Summer jobs prove elusive Fewer students find work than in past

July 19, 1993|By Amy L. Miller | Amy L. Miller,Staff Writer

Despite some easing of recent economic pains, things are still tough for Carroll County students seeking summer jobs.

"It's as tough, if not tougher, for the summer job applicants," said Michael Bixler, an employer services representative with the Carroll County office of the state Department of Economic and Employment Development. "The economy hasn't turned around the way people would like it to."

His program, a job registry for high school students, and two county Job Training Partnership Administration (JTPA) programs placed fewer teen-agers than usual this summer. Mr. Bixler said he registered about 250 students interested in summer work during his annual visits to the five county high schools this spring.

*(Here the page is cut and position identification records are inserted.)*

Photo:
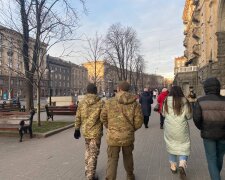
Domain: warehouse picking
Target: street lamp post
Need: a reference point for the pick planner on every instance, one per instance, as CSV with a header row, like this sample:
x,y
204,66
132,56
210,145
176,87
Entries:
x,y
9,92
50,84
50,87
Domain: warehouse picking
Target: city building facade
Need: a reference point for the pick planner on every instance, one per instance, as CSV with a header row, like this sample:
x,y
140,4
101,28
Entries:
x,y
107,78
65,78
12,73
79,79
204,42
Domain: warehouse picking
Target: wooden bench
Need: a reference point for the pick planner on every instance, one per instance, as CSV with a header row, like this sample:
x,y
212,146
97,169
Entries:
x,y
12,107
59,110
17,122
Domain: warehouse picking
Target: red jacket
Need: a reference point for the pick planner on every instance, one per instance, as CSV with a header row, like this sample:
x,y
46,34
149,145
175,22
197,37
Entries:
x,y
162,96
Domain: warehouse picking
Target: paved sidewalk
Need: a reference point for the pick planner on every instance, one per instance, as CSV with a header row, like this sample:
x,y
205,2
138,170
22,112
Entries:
x,y
61,157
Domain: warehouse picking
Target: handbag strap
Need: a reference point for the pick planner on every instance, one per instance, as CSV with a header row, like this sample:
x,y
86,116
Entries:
x,y
126,117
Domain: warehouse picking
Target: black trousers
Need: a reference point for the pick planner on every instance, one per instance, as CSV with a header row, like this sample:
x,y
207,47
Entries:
x,y
161,120
146,120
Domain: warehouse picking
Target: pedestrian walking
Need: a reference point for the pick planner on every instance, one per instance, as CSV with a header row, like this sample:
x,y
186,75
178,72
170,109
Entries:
x,y
209,118
192,96
122,116
88,120
177,110
146,100
162,96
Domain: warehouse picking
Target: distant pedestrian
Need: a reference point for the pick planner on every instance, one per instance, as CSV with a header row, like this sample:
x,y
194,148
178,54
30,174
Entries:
x,y
177,110
192,96
209,117
88,120
162,96
121,116
154,94
146,100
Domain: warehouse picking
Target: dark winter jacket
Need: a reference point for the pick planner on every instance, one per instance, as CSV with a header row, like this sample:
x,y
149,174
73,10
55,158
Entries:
x,y
209,111
146,101
162,96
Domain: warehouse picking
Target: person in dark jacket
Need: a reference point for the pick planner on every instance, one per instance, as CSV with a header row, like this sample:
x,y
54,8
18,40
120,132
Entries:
x,y
146,100
160,100
209,117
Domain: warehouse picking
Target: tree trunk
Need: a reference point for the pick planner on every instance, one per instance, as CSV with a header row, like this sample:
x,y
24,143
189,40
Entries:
x,y
29,93
38,104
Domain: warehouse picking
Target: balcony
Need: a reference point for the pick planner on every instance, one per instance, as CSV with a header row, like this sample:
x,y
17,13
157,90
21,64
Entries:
x,y
196,49
196,33
195,2
186,54
196,16
185,41
187,69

Unlike other county programs, any student is eligible to register for these jobs.

"As long as they're interested in summer work, we'll take them," he said. "They have to be 15. It's very difficult to place students who are under 15."

About 80 students will have been placed through the program this summer, primarily at Springfield Hospital Center in Sykesville, he said. The center employs students as nursing aides, dietary aides, groundskeepers and clerical workers.

"We've had better years," Mr. Bixler said of his success in placing students. "The last four or five years, with the economy, we haven't placed as many as we used to.

"A lot of students start looking for summer jobs very early in the calendar year. Also, students who successfully find work in a job one year are often called back the next year for the job."

In contrast, the county JTPA office had twice as many openings as participants this year, said Elizabeth Treantofellow, who coordinates the summer jobs programs.

Of the 146 county students who initially applied for the two programs, only 56 followed through and were placed in jobs, she said. The students will work through Aug. 13.

"We scheduled for far more students than we had," Ms. Treantofellow said. "Those who followed through and completed the process were the ones that were employed."

Six county students are employed in the work crew program, which is new this year, she said.

Workers spend part of their time working on mathematics and English skills. The rest of the week is used in activities such as painting, building picnic tables or washing windows at Carroll County's senior citizen centers or reading to older residents.

"This experience combines the work experience and implements the educational component on the work site and in the computer lab," Ms. Treantofellow said. "They actually apply what they are learning to the jobs they are doing."

The remaining students are working at Carroll County offices or nonprofit organizations, such as the county government's day care center, libraries, schools or the Carroll County Farm Museum.

"The feedback I get from parents and students is that these are esteem-building programs," Ms. Treantofellow said.

"For most of the kids, this is their first job experience and it is very exciting for them. They are gaining marketable skills and learning many things about their county."

Students in JTPA programs must be 14 to 21 years old and fit the income, academic or physical eligibility criteria.

"If there is any barrier to their finding employment on their own for the first time in those factors, we consider them eligible for our program," Ms. Treantofellow said.

Both programs may have suffered from the Carroll County public schools closing later than usual for the summer this year, officials said.

"I think that possibly the college students had an advantage this year looking for jobs without the competition of the high school students," Mr. Bixler said.

Ms. Treantofellow said the late closure made starting her programs difficult.